To begin with, the chicken is perfectly seasoned, cooked and cut. It also contains a generous serving of meat. Onions and cilantro are blended together with the green salsa, giving just a slight kick, which made me wish I had ordered a few extra tacos instead of the burrito. Interestingly, their only other meat option is carne asada, but considering the quality of the food they serve, they don’t really need anything else.
To top off the meal, my friend also tried the double cheeseburger ($5.95), which comes with lettuce, tomatoes, onions, pickles and thousand island dressing, served on a toasted bun. It’s simple, clean, tasty, and all that a burger should be. Any burger can also be ordered protein style, a la In N Out. You can even add an egg, bacon, or avocado to your burgers for an additional $1.25 each. Who wouldn’t want any of those three things to take their burgers up a couple of notches? Any entree can also be made into a combo for $3.50 which adds fries and a soda.

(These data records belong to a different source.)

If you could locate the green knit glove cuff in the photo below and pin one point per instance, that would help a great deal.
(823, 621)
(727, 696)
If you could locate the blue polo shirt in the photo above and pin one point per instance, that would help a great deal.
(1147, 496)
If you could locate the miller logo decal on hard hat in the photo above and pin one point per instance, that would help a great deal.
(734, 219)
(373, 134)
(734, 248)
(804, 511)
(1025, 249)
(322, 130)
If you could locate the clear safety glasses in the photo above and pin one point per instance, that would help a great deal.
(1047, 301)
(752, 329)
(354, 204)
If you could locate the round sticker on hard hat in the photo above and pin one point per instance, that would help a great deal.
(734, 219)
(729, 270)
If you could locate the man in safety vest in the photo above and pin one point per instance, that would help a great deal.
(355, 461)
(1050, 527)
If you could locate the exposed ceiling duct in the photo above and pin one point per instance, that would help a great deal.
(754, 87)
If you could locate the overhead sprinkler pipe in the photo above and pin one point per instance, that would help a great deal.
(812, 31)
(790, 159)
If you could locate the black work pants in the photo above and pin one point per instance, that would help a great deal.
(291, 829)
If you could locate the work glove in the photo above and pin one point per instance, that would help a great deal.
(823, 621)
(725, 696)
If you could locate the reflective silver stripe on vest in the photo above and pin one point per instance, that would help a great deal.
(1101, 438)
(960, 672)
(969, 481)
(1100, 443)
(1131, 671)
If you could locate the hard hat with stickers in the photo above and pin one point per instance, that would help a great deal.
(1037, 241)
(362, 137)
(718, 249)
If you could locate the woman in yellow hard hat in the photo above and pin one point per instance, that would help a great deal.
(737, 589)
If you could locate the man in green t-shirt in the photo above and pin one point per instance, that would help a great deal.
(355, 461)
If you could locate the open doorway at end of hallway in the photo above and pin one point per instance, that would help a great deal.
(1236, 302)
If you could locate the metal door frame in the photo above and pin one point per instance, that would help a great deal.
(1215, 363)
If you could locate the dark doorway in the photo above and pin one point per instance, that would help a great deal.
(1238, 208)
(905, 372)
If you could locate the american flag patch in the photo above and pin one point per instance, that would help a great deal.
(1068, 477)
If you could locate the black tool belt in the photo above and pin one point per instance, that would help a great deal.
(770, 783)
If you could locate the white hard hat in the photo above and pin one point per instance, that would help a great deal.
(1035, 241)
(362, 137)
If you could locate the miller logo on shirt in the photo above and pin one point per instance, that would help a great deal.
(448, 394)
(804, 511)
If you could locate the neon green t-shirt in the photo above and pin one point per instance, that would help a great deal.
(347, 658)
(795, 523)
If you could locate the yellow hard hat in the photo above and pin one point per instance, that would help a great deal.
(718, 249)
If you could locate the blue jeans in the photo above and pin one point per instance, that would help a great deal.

Despite the blistering heat, this was one of the best meals we’d both had in a while. We had managed to snag a shaded table right next to the pharmacy with which the Great White Hut shares a parking lot, and I almost forgot about the temperature (almost).
To top off the entire experience, they also serve breakfast all day, from breakfast burritos and breakfast quesadillas to breakfast tacos and a breakfast bowl option which I thought was interesting. The burritos and bowls are served with eggs, cheese, pico de Gallo, hash browns and choice of sauce. Bacon, carne asada, or chicken can also be added on. Regular quesadillas and nachos are perfect for a late meal after a long night out. This is more sophisticated fast food munchie meal, if you will, although I wouldn’t consider this fast food.
While the menu is concise, they work around limited meat options by serving every side or add-on you could possibly want. The burgers and tacos are standard and delicious, and their fry menu makes The Great White Hut what it is — a very small restaurant with a whole lot of character that features great tasting food.